Schlagartig sank meine Laune in den Keller. Ich glaubte, Tate spürte deutlich, dass er eindeutig die falsche Seite für einen Sonnenschein Smalltalk im Auto gewählt hatte.

Zerknirscht warf er mir einen kurzen Seitenblick zu, bevor er seine Augen wieder konzentriert auf die Straße richtete. "Sorry, Honey, ich dachte nur, dass du jetzt vielleicht doch Glück hattest."

Geknickt winkte ich ab. "Schon gut, schon gut."

Bei den anderen ließ ich es nie groß heraushängen, tat es als Leichtigkeit ab, aber eigentlich traf es mich schon sehr tief, von sämtlichen Unis eine Absage zu erhalten.

Da setzte man sich in den Sommerferien hin, eine unglaublich kostbare Zeit und trotzdem war das alles wortwörtlich für die Katz.

Ja ich bin zwar nicht eine Einserschülerin in der Schule gewesen, aber auf dieses Zeugnis hatte ich doch einen gewissen Stolz gegenüber meinen anderen Absturzzeugnissen aufgebaut und trotzdem war es nicht gut genug.

Man fühlte sich schon dezent dumm - und nun hing ich Zuhause fest.

Falls mich mein Dad nicht herauswerfen würde. Aber das würde er bestimmt nicht tun... hoffte ich doch.

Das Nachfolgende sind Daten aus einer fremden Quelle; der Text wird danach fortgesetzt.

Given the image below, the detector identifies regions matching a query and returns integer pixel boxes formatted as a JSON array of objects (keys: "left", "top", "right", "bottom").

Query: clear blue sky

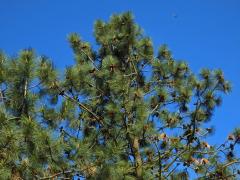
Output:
[{"left": 0, "top": 0, "right": 240, "bottom": 146}]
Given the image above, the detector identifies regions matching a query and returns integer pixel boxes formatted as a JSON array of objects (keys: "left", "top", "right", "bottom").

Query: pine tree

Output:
[{"left": 0, "top": 13, "right": 240, "bottom": 179}]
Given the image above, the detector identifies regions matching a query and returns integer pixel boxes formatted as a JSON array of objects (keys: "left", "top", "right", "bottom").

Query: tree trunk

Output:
[{"left": 132, "top": 137, "right": 142, "bottom": 179}]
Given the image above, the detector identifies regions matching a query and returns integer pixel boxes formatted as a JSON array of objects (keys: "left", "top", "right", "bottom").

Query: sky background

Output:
[{"left": 0, "top": 0, "right": 240, "bottom": 146}]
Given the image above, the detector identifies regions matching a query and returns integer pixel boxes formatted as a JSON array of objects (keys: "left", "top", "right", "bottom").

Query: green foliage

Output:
[{"left": 0, "top": 13, "right": 240, "bottom": 180}]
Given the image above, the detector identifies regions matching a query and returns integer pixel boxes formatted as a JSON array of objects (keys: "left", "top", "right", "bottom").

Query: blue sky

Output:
[{"left": 0, "top": 0, "right": 240, "bottom": 143}]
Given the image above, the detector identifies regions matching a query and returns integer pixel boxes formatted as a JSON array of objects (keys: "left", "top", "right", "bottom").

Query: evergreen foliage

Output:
[{"left": 0, "top": 13, "right": 240, "bottom": 180}]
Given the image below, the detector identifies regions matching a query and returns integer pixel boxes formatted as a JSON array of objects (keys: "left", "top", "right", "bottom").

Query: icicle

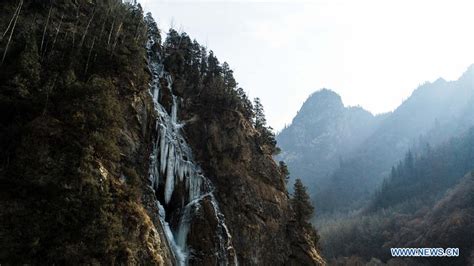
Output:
[
  {"left": 165, "top": 145, "right": 175, "bottom": 204},
  {"left": 145, "top": 14, "right": 238, "bottom": 266}
]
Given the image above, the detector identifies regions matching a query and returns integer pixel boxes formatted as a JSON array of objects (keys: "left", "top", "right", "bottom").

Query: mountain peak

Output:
[
  {"left": 460, "top": 64, "right": 474, "bottom": 79},
  {"left": 301, "top": 88, "right": 344, "bottom": 111}
]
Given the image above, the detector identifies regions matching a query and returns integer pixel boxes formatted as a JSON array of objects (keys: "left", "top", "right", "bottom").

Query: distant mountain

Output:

Wahrscheinlich hatte er sich schon ausgemalt, wie er jetzt wieder frei und unabhängig als ziemlich begehrter Chameur reihenweise Frauen abschleppen könnte, ohne die Angst zu haben, sein Kind könnte beim Akt hereinspazieren.

Als ob das nicht schon oft genug passiert wäre.

Mom hatte sich auch von ihm getrennt, weil er ihr dauernd fremd gegangen ist. Von einem Tag auf dem anderen war sie plötzlich weg und ließ mich alleine bei meinem Vater zurück.

Ohne einen Abschied.

Seit dem hatte ich nie wieder was von ihr gehört und war auch froh darüber. Ich war noch immer verletzt, denn eigentlich hatten wir einen sehr guten Draht zueinander gehabt und doch ist dieser wohl auch nicht gut genug gewesen.

Und richtig selbstständig konnte ich mich auch nicht machen. Fünf Tage in der Woche arbeitete ich auf einer Farm am Stadtrand, räumte den Mist weg und was sonst noch alles an Arbeit anfiel. Fuhr Trecker, fütterte die Tiere und half beim Viehtrieb auf den großen Weiden.

Viel Geld verdiente ich nicht, aber im Moment gab es nichts weiteres im Umfeld und wenigstens konnte ich schonmal etwas Geld ansparen. Außerdem wäre mir die Arbeit in einem Supermarkt oder in einem Cafe zu langweilig gewesen. Da bevorzugte ich den Gestank nach Bauernhof doch eher.

Wahrscheinlich liebte ich diesen sogar schon mittlerweile und wollte es mir gar nicht weiter eingestehen.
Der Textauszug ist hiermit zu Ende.